Gently turn the curds into a cloth lined colander (I use white cotton pillowcases cut in half) and allow the whey to drain. For this I wanted a fairly loose texture so I only allowed it to drain for as long as it took me to make the quince. For a thicker creamier cheese, allow several hours over night with a weight on top to press the whey out. This is similar to the method I used to make Harleian MS. 279 xij. Fride Creme of Almaundys- Cream cheese made from Almond Milk.
Note: The cheese can get a bit "gritty" so several internet sites with similar instructions suggest immersion blender to make a creamier cheese. I find with a "wetter" cream, that the grit is not as notable.
To cook the quince: Put all ingredients in a pot and cook until quince is tender and water is nearly gone. I took half of the quince and pureed it in a blender. Note that you can use as much or as little rose water as you wish. I believe modern day preparations are much stronger then that found in the late medieval period, so I tend to be lighter in my usage of it. I want the taste to enhance but not to overpower.
Place almond cheese and quince in a pot and cook until mixture has heated thoroughly, being sure to stir constantly so that it does not burn.
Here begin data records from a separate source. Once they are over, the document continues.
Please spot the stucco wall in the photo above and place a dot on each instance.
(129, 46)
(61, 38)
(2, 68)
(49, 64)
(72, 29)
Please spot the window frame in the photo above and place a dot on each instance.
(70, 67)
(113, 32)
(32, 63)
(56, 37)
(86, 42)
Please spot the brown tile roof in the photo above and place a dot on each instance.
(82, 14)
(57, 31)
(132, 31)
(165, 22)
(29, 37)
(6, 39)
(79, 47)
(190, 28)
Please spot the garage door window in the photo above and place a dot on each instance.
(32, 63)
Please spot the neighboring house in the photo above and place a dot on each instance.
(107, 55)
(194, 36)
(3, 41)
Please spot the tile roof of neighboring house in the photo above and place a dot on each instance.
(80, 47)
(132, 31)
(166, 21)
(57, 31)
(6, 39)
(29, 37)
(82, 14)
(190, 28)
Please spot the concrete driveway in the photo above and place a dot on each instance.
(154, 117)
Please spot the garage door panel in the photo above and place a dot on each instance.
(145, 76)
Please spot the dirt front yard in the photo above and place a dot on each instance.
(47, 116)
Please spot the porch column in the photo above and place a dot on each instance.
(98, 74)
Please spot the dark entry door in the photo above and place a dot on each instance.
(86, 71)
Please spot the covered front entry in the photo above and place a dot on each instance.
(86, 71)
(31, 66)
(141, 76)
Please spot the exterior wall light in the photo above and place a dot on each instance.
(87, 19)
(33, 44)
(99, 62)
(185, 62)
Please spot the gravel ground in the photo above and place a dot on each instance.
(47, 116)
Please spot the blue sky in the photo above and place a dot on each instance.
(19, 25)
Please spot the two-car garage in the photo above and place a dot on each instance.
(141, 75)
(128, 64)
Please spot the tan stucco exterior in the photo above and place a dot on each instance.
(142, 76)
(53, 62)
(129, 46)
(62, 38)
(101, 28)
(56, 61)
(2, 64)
Mixture will thicken as it cools so it is better to be a bit looser at this stage for a creamier spread after it cools. Place spread in a bowl and cool.
To serve, garnish with silver leaf.
Knowing that fruit puree was added to the almond cream cheese in the late medieval period means that I will be experimenting with other kinds of preserves in the future and calling it "Cook's Prerogative"--can you imagine cherry preserves? Nummsss!